The GN uses a directive, not a policy, to determine when weather should shut down operations, stated Arijana Haramincic, assistant deputy minister of Human Resources, in an email. The following factors help inform that decision: visibility less than 200 metres; constant wind speed exceeding 60 kilometres per hour; a wind chill index of -50 C or greater; status of road clearing and municipal decisions to remove road clearing machinery from roadways; and availability of taxi or other publicly available transportation services in the community. If the municipal corporation declares its road closed, that will trigger a community-wide closure for the GN as well.
“The directive doesn’t vary by community,” stated Haramincic. “Closures will be based on the weather in the community and not the region as a whole. The decision to close is determined each day.”
Asked to comment on the Hamlet of Rankin Inlet’s policy for weather shutdowns, senior administrative officer Darren Flynn replied in email that he was not prepared to discuss that as of Feb. 22, as he would be discussing it with council first. He offered to discuss it afterward.
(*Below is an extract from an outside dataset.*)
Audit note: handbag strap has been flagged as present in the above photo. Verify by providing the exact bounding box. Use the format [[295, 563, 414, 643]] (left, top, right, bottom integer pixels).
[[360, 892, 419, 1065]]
Leonie Pameolik, senior administrative officer for the Hamlet of Coral Harbour, told Kivalliq News that when bad weather hits the community, she discusses it with the mayor and the town uses a weather closure policy similar to the GN’s.
Coral Harbour had closed its hamlet office during the cold weather. Pameolik said many office staff live on the other side of town and since school was closed, had their children at home with no sitter.
“All these things we have to look at too when it’s too cold,” she said.
“In Coral, even if it’s extreme cold, GN won’t close, unless hamlet shuts down municipal services.”
She added that if the hamlet decides to stay open, employees may take leave for safety and transportation reasons. The GN also allows staff to use their leave if they fear the weather conditions.
To eliminate confusion or inconsistent decisions, Kakuktinniq Jr. thinks an automated points system should be implemented, one that leaves no subjectivity at play.
He suggested a handful of criteria similar to what is used now could be accompanied by points depending on how severe each factor is. So, the colder it is, the more points that would count for, and the faster the wind, the more points that adds up to, etc.
“Then they could use it as a formula where if you get to X amount of points, it’s an automatic shutdown, and it wouldn’t be affected by who’s in charge like right now,” said Kakuktinniq Jr. “Because whatever is going on right now, people are not happy.”
Some commenters online support closures, while others point out how busy the stores are despite the ‘severe weather’ shutting down office work.
“People need to eat,” said Kakuktinniq Jr. when asked about that criticism of shutdowns. “That’s why they go to the store. Not everyone stocks up on groceries for the next day.”